02 Nov / Memoirs of a Polar Bear by Yoko Tawada, translated by Susan Bernofsky [in Booklist]
Tokyo-born, Berlin-domiciled Yoko Tawada (Facing the Bridge, 2007) returns with another fantastical and entertaining novel that combines a broken family saga, socio-political-environmental enlightenment, a treatise on writing, and bitingly well-placed satire. Seamlessly translated from German by the award-winning Susan Bernofsky, Memoirs of a Polar Bear introduces three such animals and their most intimate humans over the course of three generations as they migrate through three continents as revealed in three chapters.
The progenitor grandmother is the first to walk upright as trained by her human; she writes her autobiography, becomes an international celebrity, leaves her native Russia, and, after multiple immigrations, settles in East Germany. Her daughter, Tosca, trained in ballet, finds her greatest connection in an unusual circus act with her human, Barbara.
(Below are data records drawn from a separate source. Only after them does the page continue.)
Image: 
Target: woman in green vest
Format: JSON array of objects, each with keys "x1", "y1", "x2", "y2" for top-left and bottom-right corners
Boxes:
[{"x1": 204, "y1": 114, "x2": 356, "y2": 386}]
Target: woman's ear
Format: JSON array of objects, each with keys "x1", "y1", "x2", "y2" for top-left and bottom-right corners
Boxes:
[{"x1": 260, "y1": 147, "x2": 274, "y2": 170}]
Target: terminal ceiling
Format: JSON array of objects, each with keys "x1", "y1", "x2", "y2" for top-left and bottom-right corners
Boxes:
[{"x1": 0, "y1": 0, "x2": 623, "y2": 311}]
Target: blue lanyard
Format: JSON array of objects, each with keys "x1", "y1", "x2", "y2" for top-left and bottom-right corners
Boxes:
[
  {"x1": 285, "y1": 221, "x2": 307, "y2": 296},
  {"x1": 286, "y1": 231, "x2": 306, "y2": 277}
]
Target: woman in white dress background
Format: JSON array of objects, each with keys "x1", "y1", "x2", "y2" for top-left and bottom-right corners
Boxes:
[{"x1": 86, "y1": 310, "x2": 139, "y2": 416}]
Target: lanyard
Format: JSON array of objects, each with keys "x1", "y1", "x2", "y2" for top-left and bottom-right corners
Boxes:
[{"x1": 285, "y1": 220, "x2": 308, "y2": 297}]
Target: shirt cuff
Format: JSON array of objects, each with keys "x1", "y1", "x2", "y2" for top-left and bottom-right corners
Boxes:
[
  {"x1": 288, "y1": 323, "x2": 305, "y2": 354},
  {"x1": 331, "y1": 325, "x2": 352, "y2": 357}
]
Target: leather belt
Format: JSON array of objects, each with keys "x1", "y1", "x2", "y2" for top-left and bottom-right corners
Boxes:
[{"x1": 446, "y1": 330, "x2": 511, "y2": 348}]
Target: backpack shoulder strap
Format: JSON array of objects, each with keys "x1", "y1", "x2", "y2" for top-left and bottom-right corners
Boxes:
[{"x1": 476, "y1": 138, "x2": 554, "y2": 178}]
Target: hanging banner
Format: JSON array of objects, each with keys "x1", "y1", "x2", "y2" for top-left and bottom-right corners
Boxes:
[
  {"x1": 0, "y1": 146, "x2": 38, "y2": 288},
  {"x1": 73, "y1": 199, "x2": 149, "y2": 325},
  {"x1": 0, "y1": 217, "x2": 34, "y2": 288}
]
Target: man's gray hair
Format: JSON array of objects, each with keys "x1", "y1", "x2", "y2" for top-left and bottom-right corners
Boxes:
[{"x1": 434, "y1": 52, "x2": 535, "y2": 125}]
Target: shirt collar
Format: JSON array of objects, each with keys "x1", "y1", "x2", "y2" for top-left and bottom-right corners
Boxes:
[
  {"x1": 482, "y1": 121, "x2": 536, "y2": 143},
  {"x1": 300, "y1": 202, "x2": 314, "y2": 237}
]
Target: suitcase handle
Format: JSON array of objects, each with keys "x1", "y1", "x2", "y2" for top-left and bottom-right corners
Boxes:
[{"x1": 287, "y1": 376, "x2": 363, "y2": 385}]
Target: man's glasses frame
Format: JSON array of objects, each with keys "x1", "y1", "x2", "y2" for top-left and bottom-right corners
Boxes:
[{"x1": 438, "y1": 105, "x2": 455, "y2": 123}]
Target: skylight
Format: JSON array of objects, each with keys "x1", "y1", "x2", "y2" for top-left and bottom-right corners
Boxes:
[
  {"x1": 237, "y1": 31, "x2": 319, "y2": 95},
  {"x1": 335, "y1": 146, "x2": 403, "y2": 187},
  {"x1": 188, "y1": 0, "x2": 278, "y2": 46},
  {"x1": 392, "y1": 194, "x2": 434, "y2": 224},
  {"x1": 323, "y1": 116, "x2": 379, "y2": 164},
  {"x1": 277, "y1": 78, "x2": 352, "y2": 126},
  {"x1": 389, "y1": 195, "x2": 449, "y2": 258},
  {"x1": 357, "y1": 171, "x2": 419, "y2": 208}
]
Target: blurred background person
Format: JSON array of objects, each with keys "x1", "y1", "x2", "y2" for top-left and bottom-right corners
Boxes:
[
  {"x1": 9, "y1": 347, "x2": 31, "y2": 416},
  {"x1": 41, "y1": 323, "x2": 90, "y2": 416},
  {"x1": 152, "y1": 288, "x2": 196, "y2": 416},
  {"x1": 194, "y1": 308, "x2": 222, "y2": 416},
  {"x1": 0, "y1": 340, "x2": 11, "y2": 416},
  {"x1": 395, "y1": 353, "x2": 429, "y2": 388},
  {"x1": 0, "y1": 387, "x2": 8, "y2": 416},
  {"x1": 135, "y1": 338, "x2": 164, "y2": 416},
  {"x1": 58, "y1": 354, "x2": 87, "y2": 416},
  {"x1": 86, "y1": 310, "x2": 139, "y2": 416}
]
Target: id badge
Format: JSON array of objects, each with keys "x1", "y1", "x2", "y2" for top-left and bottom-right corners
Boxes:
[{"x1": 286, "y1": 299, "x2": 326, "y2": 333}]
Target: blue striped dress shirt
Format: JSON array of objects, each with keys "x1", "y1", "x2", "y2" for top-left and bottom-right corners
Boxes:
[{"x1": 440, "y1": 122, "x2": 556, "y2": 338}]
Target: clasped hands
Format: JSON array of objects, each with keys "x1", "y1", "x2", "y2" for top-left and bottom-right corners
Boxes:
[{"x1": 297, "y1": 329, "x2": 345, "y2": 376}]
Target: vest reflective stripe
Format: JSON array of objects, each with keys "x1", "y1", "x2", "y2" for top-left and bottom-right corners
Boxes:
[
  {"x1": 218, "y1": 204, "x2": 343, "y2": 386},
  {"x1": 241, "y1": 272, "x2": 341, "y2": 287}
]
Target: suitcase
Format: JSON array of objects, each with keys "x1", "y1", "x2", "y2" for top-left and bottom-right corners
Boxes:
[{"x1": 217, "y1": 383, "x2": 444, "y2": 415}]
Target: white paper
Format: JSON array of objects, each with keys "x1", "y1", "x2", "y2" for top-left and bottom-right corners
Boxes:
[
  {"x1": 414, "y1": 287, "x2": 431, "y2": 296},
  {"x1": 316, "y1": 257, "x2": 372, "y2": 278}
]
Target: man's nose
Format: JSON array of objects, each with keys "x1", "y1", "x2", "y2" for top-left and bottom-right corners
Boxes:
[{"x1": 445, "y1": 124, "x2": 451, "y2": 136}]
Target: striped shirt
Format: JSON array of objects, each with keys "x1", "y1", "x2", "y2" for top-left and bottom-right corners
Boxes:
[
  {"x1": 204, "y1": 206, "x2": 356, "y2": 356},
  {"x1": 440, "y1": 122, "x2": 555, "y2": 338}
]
Tosca’s son, Knut, raised by Matthias in a Berlin zoo, becomes a global sensation and major merchandising opportunity.
By combining real-life elements (Germany’s reunification, immigration challenges, neo-Nazis) and mundane experiences (attending conferences, grocery shopping), Tawada makes the impossible believable; all the while, she educates, even chides her readers about the arrogant failures and blind abuses perpetrated by “Homo sapiens, that idiotic species.”